Lilian Obuya, a teacher, who was a student when the cultural show was at its peak in the early 2000s, remembers, with nostalgia, how she used to walk 5km from her home in Bobasi to attend the event at Nyanturago.
She says through the cultural event she learnt how a typical Gusii homestead looked like, the cultural practices, attributes and the African Gusii material culture.
“My grandmother was tasked to showcase how the African traditional plates, known as ‘ekee’, were weaved,” Ms Obuya said.
Ekee is a traditionally woven item that the Abagusii used to serve the traditional ugali.
The event showcased the Gusii traditional circumcision for boys and initiation rites at the traditional round huts compound within the Nyanturago stadium grounds.
Boys who had come of age were circumcised and taken through the rites of passage at Nyanturago.
It seemed Nyachae had a strong attachment to Nyanturago Stadium. Perhaps that is why the facility that is around 15km from his Nyosia home was initially proposed to be the venue for his funeral service.
Arika said through the Nyaribari cultural event great musicians, women's groups and dancers were born.
“Nyachae’s love for culture is unmatched. There were no monetary awards. Winners were given shopping, music instruments, and sponsorship to travel abroad. On the final day, more performing dancers and musicians could be invited from other tribes,” he said.
The jua kali dancers from Bungoma, Karanchunyo, Kuria and Nakuru choirs were invited to the event. At one point Nyachae sponsored a Nakuru choir to visit Austria as a result of their exemplary performance.
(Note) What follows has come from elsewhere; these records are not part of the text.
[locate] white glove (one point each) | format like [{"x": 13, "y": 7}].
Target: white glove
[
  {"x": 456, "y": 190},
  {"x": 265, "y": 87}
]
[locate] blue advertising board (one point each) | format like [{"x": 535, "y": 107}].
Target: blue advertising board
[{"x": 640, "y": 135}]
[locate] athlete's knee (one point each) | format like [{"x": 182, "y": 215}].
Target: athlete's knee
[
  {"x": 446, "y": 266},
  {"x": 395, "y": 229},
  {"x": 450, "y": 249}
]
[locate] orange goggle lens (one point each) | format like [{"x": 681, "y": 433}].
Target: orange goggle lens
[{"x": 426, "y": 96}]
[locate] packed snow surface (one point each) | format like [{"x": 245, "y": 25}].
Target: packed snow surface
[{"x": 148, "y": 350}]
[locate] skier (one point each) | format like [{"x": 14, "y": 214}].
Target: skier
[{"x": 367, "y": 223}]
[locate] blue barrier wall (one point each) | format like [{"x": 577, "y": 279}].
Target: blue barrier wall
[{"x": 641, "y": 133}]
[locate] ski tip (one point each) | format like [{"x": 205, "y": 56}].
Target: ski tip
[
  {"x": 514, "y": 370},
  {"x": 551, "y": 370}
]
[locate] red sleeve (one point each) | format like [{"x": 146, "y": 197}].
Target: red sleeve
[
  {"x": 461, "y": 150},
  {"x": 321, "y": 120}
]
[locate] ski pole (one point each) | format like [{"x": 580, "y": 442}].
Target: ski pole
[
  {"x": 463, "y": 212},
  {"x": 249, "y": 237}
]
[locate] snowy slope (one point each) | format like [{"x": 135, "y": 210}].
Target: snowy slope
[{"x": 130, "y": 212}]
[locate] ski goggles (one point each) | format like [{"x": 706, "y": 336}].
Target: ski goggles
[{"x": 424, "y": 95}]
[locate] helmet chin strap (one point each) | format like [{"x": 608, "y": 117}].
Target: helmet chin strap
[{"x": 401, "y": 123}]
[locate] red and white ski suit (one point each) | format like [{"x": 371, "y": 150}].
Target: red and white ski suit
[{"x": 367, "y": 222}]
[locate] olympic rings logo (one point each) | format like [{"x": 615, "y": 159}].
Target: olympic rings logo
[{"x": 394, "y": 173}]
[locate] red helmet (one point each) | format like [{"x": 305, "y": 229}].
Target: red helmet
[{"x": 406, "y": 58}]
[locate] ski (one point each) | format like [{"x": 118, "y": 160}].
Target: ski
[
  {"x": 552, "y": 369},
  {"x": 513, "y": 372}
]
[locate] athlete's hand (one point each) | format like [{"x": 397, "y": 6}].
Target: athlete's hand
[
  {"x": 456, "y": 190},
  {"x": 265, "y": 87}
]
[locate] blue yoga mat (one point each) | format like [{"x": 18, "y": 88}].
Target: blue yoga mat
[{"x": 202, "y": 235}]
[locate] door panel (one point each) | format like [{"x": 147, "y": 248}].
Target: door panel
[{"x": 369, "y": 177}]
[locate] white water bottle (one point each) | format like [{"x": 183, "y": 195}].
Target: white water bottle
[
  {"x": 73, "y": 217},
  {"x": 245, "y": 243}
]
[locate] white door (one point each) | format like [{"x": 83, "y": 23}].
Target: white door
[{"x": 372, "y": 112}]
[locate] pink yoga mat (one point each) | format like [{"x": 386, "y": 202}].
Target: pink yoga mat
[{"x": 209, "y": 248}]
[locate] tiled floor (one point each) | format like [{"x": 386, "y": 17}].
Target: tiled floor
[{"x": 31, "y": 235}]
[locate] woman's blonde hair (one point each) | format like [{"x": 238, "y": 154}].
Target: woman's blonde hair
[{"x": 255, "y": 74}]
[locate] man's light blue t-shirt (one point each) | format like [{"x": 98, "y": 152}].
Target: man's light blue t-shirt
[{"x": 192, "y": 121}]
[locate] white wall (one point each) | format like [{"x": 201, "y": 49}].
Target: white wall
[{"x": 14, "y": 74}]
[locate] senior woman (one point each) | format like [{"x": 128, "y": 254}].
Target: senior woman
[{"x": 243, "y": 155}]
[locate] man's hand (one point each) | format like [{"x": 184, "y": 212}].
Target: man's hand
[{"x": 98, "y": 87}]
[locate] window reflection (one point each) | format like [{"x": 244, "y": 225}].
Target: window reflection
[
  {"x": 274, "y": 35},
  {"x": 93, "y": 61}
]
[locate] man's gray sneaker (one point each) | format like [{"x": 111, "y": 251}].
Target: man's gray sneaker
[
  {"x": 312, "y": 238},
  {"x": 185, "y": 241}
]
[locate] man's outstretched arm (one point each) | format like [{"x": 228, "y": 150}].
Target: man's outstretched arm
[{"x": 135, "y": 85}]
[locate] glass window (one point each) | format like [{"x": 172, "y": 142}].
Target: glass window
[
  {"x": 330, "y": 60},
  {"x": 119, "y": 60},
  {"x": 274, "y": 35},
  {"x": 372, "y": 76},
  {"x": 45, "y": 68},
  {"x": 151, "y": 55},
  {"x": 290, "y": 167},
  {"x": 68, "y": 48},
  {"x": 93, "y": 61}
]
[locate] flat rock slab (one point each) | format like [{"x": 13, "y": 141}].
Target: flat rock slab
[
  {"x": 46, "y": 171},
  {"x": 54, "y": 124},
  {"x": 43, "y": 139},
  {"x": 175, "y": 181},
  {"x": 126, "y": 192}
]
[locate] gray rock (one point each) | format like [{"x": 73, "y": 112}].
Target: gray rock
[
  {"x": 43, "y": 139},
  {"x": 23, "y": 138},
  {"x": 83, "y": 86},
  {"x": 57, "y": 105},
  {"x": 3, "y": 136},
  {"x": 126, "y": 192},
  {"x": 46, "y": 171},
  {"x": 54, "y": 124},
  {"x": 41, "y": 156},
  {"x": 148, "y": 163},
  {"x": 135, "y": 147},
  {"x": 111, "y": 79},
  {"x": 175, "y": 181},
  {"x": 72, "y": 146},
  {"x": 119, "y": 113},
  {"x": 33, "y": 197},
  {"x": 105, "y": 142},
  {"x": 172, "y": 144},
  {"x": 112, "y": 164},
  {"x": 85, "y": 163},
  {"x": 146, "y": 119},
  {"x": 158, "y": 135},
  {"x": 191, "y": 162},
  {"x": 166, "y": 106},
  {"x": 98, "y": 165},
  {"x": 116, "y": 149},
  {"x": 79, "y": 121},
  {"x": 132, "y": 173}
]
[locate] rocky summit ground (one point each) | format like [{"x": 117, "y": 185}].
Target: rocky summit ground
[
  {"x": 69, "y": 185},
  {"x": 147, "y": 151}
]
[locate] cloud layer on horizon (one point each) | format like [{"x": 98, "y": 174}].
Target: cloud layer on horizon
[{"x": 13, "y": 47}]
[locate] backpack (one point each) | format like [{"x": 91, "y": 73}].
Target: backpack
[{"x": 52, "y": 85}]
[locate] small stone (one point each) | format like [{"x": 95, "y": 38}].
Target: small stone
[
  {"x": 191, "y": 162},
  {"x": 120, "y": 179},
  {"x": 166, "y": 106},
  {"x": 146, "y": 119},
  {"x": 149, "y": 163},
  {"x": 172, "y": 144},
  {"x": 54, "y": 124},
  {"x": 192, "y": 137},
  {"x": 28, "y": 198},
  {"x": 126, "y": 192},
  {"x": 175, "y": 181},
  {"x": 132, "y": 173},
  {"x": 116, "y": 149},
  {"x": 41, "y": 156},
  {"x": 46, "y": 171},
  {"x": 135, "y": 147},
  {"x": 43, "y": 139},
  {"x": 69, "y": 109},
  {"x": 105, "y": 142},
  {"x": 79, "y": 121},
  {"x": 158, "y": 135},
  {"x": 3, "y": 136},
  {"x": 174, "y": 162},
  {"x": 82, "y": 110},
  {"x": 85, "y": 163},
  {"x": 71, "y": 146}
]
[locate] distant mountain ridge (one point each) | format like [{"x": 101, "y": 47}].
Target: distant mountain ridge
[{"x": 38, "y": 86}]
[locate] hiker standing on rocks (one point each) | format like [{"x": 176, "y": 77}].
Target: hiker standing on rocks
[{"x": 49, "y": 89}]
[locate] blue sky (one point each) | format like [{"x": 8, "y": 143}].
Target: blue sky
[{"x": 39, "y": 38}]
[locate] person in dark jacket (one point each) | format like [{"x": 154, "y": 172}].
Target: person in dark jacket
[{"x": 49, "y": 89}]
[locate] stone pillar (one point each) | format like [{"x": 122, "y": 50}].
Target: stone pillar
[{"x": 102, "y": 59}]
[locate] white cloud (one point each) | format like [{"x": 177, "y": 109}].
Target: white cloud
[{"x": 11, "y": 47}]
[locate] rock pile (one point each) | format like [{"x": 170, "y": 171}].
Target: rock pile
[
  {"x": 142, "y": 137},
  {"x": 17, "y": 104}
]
Schools were not left out. In 1995, after emerging the winners in the music category, all students from Friends School Giachere received new school uniforms and their fees were paid for a whole year by Nyachae.
Obino Nyambane noted that the event showcased music (traditional and secular), culture, exhibitors including herbal medicine, mock cattle rustling, sports; relays and cycling. Nyachae participated in the 4 by 400 relay race.
Arika said the event saw shopping centres around the area grow and the road between Keumbu and Nyaturago tarmacked.
“We used to receive more than Sh20,000 daily for three days. The event could cost between Sh3.2 million and Sh4 million. He had the will; talent was nurtured.”
The event inspired the publication of a book; “The Making of Man and Woman Under Abagusii Customary Laws,” by King’oina Nyang’era.
The Gusii Council of Elders was established after the Luhya Council of Elders visited during one of the annual events.
Nyachae summoned the current chairman, Araka Matundura, and told him to establish the community’s council of elders.